Se tracce di vita organica non sono ancora state rinvenute, c’è qualcosa lassù che sia in grado di animare il pubblico e accendere l’immaginazione di chi ha i piedi fin troppo poggiati a terra? La risposta è sì, ed Erik Asphaug è la guida di cui abbiamo bisogno. Nato in Norvegia, Asphaug è un esperto di scienza planetaria, la disciplina che si occupa di studiare le proprietà dei pianeti e di altri corpi celesti, come satelliti e asteroidi. Il suo libro, intitolato Quando la Terra aveva due lune, è la guida scientifica che ogni esploratore del Sistema solare dovrebbe portare con sé nella tasca della tuta spaziale.
Sebbene sia un volume che richiede dedizione e grande attenzione, per via delle numerose digressioni tecniche che propone, è in grado di aprire la mente del lettore e di proiettarlo nello spazio profondo, alla scoperta della più sorprendente fra le caratteristiche rintracciabili nei sistemi stellari presenti nel cosmo: la diversità planetaria. Grazie a una straordinaria capacità di descrivere con parole, immagini e metafore quelli che spesso sono soltanto dati e statistiche ottenuti con misurazioni e modelli informatici, Asphaug riesce a dimostrare come pianeti, satelliti e comete del cosmo reale non abbiano nulla da invidiare ai mondi della fantascienza e, anzi, li superino per la bizzarria delle loro caratteristiche e l’appassionante storia della loro formazione.
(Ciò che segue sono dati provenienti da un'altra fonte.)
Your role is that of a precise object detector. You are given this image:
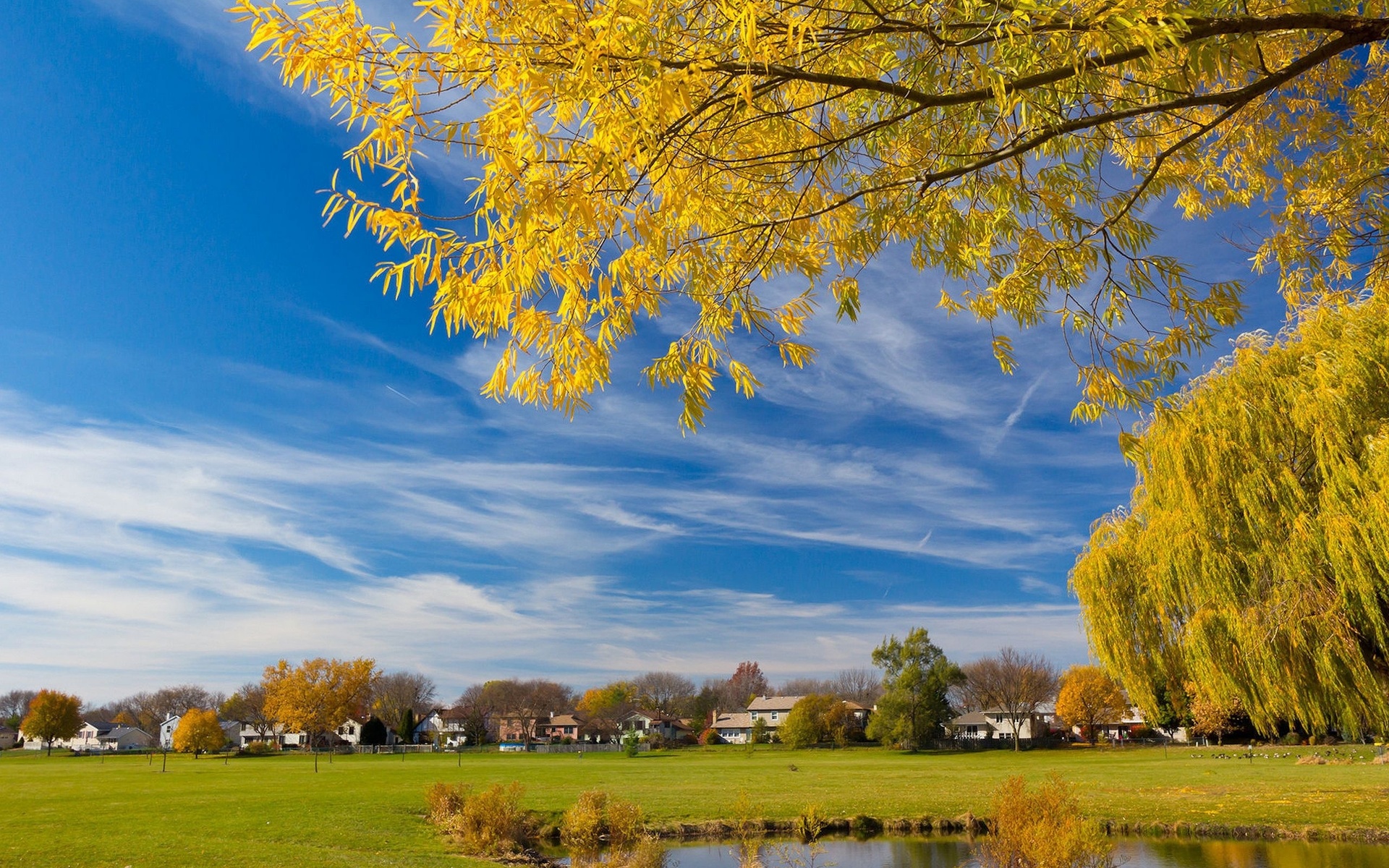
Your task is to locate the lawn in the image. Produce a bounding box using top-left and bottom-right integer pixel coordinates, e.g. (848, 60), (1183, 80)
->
(0, 747), (1389, 868)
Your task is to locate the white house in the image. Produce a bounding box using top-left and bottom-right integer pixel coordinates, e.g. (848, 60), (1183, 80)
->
(160, 714), (183, 750)
(946, 707), (1054, 739)
(711, 711), (753, 744)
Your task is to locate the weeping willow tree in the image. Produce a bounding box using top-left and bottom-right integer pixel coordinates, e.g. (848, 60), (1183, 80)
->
(232, 0), (1389, 427)
(1071, 297), (1389, 732)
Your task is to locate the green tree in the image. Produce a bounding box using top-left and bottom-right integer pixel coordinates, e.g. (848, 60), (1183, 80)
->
(867, 626), (964, 750)
(232, 0), (1389, 426)
(1071, 296), (1389, 733)
(174, 708), (226, 760)
(20, 690), (82, 757)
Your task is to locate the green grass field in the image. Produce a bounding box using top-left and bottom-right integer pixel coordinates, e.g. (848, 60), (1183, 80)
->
(0, 747), (1389, 868)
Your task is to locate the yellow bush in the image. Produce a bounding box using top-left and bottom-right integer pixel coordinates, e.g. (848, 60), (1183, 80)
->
(977, 775), (1114, 868)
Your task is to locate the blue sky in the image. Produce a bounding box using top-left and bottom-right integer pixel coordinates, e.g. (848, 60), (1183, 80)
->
(0, 0), (1278, 702)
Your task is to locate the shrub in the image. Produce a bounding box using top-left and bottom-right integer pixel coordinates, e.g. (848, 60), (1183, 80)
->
(977, 775), (1114, 868)
(794, 804), (828, 844)
(425, 780), (535, 857)
(560, 790), (607, 856)
(607, 799), (646, 850)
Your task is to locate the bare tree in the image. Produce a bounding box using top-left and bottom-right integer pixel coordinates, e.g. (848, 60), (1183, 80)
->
(482, 678), (574, 741)
(0, 690), (39, 729)
(370, 672), (439, 725)
(833, 667), (882, 708)
(720, 660), (771, 710)
(776, 678), (835, 696)
(632, 672), (694, 714)
(963, 647), (1057, 750)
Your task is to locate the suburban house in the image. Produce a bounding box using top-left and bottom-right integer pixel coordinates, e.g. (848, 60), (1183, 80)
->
(97, 726), (154, 750)
(711, 711), (753, 744)
(946, 705), (1055, 740)
(535, 714), (593, 741)
(747, 696), (806, 733)
(71, 720), (118, 750)
(415, 708), (468, 747)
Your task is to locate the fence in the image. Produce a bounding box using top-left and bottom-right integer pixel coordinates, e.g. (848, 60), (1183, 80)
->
(530, 741), (651, 754)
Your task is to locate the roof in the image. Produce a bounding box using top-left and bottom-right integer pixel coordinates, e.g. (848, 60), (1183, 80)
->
(747, 696), (806, 711)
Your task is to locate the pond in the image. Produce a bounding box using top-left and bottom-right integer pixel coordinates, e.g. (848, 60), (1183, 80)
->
(655, 838), (1389, 868)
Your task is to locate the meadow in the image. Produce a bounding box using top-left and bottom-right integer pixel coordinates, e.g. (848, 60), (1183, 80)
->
(0, 747), (1389, 868)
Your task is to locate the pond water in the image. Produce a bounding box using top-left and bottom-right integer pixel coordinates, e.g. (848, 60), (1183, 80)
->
(655, 838), (1389, 868)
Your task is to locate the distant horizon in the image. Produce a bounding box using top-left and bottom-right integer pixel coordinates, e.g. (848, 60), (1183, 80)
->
(0, 0), (1283, 702)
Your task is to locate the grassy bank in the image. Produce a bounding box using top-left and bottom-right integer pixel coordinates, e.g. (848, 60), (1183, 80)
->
(0, 747), (1389, 868)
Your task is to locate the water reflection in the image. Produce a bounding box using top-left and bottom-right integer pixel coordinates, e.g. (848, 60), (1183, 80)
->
(658, 838), (1389, 868)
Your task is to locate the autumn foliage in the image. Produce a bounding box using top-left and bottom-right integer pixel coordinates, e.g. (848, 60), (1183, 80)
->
(20, 690), (82, 754)
(1071, 296), (1389, 735)
(232, 0), (1389, 426)
(174, 708), (226, 760)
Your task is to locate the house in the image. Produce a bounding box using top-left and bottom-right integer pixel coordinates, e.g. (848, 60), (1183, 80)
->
(747, 696), (806, 733)
(535, 714), (593, 741)
(97, 726), (154, 750)
(328, 714), (371, 744)
(160, 714), (180, 750)
(946, 707), (1054, 740)
(711, 711), (753, 744)
(622, 710), (690, 741)
(71, 720), (118, 750)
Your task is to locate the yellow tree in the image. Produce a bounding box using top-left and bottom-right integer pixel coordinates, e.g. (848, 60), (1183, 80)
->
(1055, 665), (1129, 744)
(261, 657), (378, 773)
(20, 690), (82, 757)
(1071, 296), (1389, 733)
(174, 708), (226, 760)
(232, 0), (1389, 426)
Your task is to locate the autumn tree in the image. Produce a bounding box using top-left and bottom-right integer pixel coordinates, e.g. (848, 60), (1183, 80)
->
(20, 690), (82, 757)
(1192, 685), (1244, 744)
(574, 681), (637, 738)
(232, 0), (1389, 426)
(1071, 296), (1389, 733)
(867, 626), (964, 750)
(261, 657), (376, 773)
(174, 708), (226, 760)
(1055, 665), (1129, 744)
(776, 693), (849, 749)
(964, 647), (1057, 750)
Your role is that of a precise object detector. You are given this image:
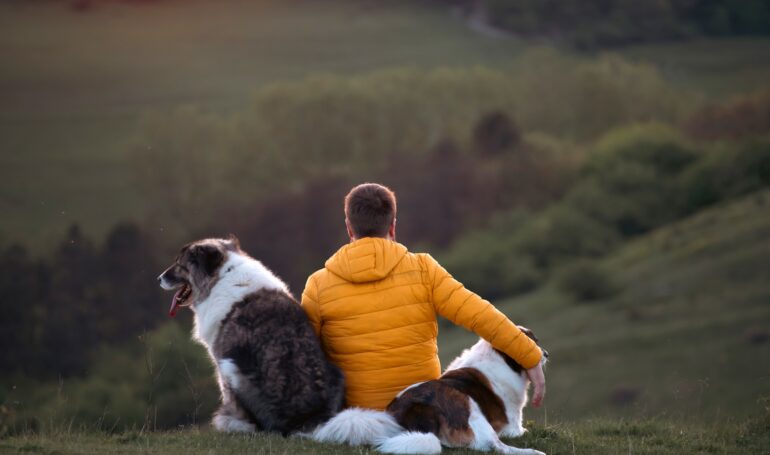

Quando la Terra aveva due lune contiene un’enormità di condizionali. La quantità di informazioni che per ora possiamo soltanto inferire è infatti elevatissima, ma questo non sminuisce il fascino della geologia aliena e dei fenomeni che hanno luogo sui corpi celesti che il libro racconta. Malgrado i pianeti «terrestri» come Mercurio, Marte e Venere siano da tempo i più osservati e studiati, a sorprendere sono i satelliti dei giganti gassosi Giove e Saturno. Su Titano, ad esempio, ci sono vasti mari di idrocarburi, la cui superficie — «punteggiata da centinaia di laghi dalla struttura intricata» — è bersagliata da piogge di metano. Ed è qui che Asphaug conduce il lettore, immaginando una futura missione robotica che possa tuffarsi in quei mari alla ricerca di vita aliena. L’esplorazione non si ferma ai noti Io, Europa e Ganimede, ma si spinge oltre, fino alle estreme propaggini del Sistema solare, dove nella cosiddetta fascia di Kuiper orbitano corpi poco conosciuti, come Haumea, un pianeta nano che ruota con tale rapidità da assumere una curiosa forma allungata.
Sarebbe impossibile escludere da questo viaggio la nostra Luna, che pur essendo vicina a ospitare la prima base umana permanente nasconde ancora molti misteri. Molti dei quali riguardano la sua formazione, argomento che è ancora oggetto di dibattito fra gli studiosi. Se ai coraggiosi che seguiranno Asphaug nel suo vagabondare cosmico non dovesse bastare la teoria sull’origine lunare che dà il titolo al libro, formulata insieme a Martin Jutzi, potrebbe interessare Il libro della Luna dell’astronoma francese Fatoumata Kébé. Un volume capace di accostare le informazioni scientifiche più aggiornate sul nostro satellite ai miti che le culture terrestri amano raccontarsi sulla «dea» del cielo notturno fin dall’alba dei tempi.